The creation of the special maritime force had been necessitated by the operationalisation of China-Pakistan Economic Corridor, which is expected to lead to a surge in maritime activity at Gwadar — the nodal point for CPEC — and the sea lanes. This has in turn increased the maritime susceptibilities there.

A senior PN official said the TF-88 would comprise ships, Fast Attack Craft, aircraft, drones (unmanned aerial vehicles), and surveillance assets. Additio­nally, marines would be deployed at sea and around Gwadar for security operations.

“The task force would be a force multiplier for overall security of CPEC. The land route has already been secured by Special Security Division and now Gwadar, the centrepiece of CPEC, will also be safe and secure,” Chairman Parliamentary Committee on CPEC Senator Mushahid Hussain said.

TF-88 would be commissioned this week.

“Pakistan Navy is ensuring maritime security of CPEC and Gwadar port through the deployment of available assets,” the navy officer said while talking to Dawn about the new force. “We are fully cognisant of the challenges to security of CPEC and Gwadar port.” Chal­lenges to Pakistan’s maritime security have traditionally come from India. But Chinese involvement in Gwadar port and launch of CPEC has complica­ted the security environment. India sees Gwadar as a foothold for China in the Arabian Sea and as a counter-strategy to threats at Malacca. Therefore, India is alleged to have stepped up its activities in the broader region surrounding Gwadar to undermine the project.

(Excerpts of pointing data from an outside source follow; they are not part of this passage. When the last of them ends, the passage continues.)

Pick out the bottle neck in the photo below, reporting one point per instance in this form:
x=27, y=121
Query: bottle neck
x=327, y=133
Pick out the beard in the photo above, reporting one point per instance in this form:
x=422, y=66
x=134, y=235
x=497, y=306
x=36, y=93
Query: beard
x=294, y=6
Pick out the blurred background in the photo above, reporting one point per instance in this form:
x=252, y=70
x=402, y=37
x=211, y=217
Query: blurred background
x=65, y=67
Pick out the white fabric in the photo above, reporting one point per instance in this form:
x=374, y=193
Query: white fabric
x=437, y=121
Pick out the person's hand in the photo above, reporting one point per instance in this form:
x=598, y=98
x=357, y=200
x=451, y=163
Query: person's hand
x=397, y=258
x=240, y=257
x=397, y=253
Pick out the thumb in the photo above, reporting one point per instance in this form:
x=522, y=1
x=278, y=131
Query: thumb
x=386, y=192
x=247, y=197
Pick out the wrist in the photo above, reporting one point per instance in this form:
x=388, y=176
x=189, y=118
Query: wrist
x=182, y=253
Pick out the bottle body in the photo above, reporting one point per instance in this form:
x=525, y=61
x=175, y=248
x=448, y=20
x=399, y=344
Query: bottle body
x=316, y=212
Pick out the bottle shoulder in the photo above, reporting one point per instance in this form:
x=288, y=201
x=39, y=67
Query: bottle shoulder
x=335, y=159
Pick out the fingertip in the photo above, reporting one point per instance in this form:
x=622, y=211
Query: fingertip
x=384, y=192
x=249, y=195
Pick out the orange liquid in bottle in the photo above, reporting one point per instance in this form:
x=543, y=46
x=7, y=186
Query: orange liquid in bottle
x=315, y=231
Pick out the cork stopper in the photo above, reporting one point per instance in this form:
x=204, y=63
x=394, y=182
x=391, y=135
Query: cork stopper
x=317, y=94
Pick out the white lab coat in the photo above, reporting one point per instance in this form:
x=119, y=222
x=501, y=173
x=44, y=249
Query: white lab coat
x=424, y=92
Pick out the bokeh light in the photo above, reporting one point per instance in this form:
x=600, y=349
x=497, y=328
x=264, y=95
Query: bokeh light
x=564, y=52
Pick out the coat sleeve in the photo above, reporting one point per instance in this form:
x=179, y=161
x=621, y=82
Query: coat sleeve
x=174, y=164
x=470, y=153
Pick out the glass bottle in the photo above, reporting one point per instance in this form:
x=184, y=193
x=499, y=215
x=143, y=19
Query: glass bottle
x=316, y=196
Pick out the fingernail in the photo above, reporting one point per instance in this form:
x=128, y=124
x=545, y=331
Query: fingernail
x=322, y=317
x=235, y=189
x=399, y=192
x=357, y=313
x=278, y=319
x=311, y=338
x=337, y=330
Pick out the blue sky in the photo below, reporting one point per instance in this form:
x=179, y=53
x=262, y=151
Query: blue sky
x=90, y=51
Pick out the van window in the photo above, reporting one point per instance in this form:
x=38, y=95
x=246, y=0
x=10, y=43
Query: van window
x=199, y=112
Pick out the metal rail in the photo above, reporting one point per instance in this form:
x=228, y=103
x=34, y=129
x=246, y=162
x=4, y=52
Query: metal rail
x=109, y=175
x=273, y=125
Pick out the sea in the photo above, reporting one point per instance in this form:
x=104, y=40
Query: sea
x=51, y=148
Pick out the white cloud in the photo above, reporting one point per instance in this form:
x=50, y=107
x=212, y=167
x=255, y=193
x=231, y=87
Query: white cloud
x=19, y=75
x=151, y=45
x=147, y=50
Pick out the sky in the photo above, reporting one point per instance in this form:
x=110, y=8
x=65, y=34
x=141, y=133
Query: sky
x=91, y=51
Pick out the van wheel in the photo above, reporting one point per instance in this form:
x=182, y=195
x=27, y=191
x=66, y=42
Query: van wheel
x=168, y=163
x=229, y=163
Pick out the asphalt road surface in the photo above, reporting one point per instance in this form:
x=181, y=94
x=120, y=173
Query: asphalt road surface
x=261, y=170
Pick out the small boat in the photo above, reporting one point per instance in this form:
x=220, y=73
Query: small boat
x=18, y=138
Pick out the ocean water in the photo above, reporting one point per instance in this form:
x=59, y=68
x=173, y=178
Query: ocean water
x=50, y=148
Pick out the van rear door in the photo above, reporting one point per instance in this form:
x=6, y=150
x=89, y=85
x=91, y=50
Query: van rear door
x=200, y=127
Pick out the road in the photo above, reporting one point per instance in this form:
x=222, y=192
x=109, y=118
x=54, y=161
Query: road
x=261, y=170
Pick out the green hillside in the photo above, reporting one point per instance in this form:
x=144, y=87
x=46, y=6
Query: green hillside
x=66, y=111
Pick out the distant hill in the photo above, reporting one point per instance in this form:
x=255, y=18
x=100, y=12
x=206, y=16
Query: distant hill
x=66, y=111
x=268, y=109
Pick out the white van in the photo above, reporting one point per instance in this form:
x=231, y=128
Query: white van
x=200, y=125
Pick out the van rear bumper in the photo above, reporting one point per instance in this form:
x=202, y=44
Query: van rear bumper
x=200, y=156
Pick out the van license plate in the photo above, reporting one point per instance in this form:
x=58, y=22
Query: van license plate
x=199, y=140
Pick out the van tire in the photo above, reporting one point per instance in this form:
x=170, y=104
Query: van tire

The botched attempt by an Indian submarine to intrude into Pakistani waters when shipping activity under CPEC began at Gwadar last month has been pointed out by Pakistani observers as an indicator of Indian intentions.

Similarly, it is feared that the CPEC maritime traffic may face non-traditional threats, which include maritime terrorism, drugs and arms trafficking, human smuggling and piracy. The region is already grappling with most of these problems.

Presence of extra-regional forces and their interests, which could be threatened by the new port, heavily factored in the consideration of Pakistani strategists, who developed threat perception and strategised the responses.

The complex security scenario, it is said, increases risks for the sea traffic because of which cost of insurance of the cargo has gone up exponentially.

Security is undoubtedly a crucial factor for the success of CPEC, but the Chinese government has been very particular about it. Chinese officials have invariably insisted in their interactions with Pakistani interlocutors on provision of safe and secure environment for the corridor.

It should be recalled that the fourth Pak-China joint naval exercise held in November, which was aimed at promoting maritime security and stability in the region, specifically focused on challenges to CPEC in security domain. Navy has also raised a Coastal Sec­u­rity and Harbour Defence Force for tac­kling threats along the coast and statio­ned a Force Protection Battalion at Gwadar for protection of Chinese workers.